Social Norms and the Revelation Principle
Suppose that some agent i perfectly observe the value taken by some random variable g E [0, 1]. We may assume that g captures one of i’s personal attributes that affects her physical state and capacity, i.e., the degree of pain she is feeling and her ability to work. Agent i can send a message m(g) to an agent j about the value of g; more specifically, i can signal to j whether the actual value of g is above some threshold g* (by default, if i doesn’t send an explicit message, it is common knowledge that the implicit message is m(g) < g*).
If m(g) > g*, agent j has two options at his disposal. He can either grant i a temporary paid leave L or ask i to continue to provide the same level of effort at work NL. If m(g) < g*, j has no decision to make and NL automatically prevails. Suppose that if g > g*, then j is indifferent between choosing L and NL. However, if g < g* then j strictly prefers NL to L. Assume for the moment that i prefers L to NL for all values of g. If follows that i’s dominant strategy is t send a message m(g) > g* irrespective of the actual value of g. The message m is then anything but cheap talk. That means that it gives agent j no new information. Independently of j’s prior belief about the distribution of g along the [0, 1] interval, j will then choose NL. This is a fairly bad outcome because if i could truthfully reveal her private signal, j would have no reason to refuse to grant a temporary paid leave in case g is indeed above the threshold.
However, suppose now that there is social norm N prevailing in the community in which i is involved. In this community, it is common knowledge that sending a message m(g) > g* is socially inappropriate. Moreover, if such a message is sent to j, it is common knowledge that any other agent k who is a member of the community will receive it. Assume finally that everything else equals, i prefers to avoid sending a message m(g) > g*, i.e. sending such a message is costly, and that this is common knowledge. Denote such a cost c.
Hence, if j receives a message m(g) > g* from i, that means that i is willing to bear the associated cost c. If the cost is sufficiently high, an agent who has received a private signal g < g* may prefer avoiding bearing the cost c because the marginal gain of obtaining L rather than NL does not cover it. If g > g* however, c is more than covered by the marginal gain. If it is common knowledge, when j receives a message m(g) > g*, he knows that g > g* and he can rationally choose NL. Knowing this, i will send m(g) > g* if and only if g > g*. In this community, the norm N permits the implementation of an incentive-compatible direct revelation mechanism. At the (separating) equilibrium, each agent i truthfully reveals her private signal.

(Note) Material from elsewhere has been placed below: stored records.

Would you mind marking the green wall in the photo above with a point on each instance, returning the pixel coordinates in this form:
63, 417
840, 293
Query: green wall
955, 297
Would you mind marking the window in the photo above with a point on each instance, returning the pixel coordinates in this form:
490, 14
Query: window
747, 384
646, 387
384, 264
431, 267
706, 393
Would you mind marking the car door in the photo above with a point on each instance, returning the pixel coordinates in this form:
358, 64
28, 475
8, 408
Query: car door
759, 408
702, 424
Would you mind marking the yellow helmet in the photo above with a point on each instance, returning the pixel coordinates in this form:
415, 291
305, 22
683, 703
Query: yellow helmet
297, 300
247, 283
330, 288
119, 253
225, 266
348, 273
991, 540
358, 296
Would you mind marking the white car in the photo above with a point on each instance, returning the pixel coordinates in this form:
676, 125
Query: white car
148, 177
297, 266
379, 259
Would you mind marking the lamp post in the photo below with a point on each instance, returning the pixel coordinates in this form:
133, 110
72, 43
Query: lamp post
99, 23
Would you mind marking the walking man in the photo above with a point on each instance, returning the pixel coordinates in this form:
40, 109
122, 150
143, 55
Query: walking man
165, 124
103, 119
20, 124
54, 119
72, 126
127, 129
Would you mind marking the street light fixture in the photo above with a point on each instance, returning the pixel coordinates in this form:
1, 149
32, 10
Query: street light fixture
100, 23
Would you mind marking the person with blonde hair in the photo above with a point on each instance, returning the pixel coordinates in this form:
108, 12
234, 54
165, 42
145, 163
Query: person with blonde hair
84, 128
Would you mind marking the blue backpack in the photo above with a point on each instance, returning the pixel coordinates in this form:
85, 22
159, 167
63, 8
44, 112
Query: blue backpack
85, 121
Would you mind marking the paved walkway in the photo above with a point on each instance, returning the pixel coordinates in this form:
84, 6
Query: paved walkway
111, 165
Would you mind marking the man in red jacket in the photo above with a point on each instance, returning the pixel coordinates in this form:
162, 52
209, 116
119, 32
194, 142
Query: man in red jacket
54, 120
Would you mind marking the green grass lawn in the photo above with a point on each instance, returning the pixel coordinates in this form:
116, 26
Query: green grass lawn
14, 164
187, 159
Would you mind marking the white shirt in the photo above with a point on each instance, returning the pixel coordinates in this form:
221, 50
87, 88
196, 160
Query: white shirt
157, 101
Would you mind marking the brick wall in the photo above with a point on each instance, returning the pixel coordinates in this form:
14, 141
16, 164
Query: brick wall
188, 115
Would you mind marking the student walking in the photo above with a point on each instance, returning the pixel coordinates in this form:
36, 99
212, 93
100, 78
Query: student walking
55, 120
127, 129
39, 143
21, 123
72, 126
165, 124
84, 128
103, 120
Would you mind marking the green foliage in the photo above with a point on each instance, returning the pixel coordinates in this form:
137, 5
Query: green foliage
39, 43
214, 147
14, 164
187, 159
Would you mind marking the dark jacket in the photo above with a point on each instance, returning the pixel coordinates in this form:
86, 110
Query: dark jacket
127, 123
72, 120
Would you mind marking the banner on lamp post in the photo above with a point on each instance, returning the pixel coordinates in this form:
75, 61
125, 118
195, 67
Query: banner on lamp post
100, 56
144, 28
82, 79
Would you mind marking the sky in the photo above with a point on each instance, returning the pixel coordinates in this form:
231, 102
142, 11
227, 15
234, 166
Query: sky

This simple model of (norm-based) mechanism design has many applications. It seems to apply for instance to the issue of the so-called “menstrual leave” which is currently debated in Spain. In this case, as in others, there are obviously complications not captured by the model (think of the worry that it may encourage ex ante discrimination against people more likely to receive a private signal g > g*). But consider also the counterintuitive implication: any “progressive” attempt to dislodge the social norm N by encouraging more open communication about issues that are more or less taboo would hinder the revelation mechanism.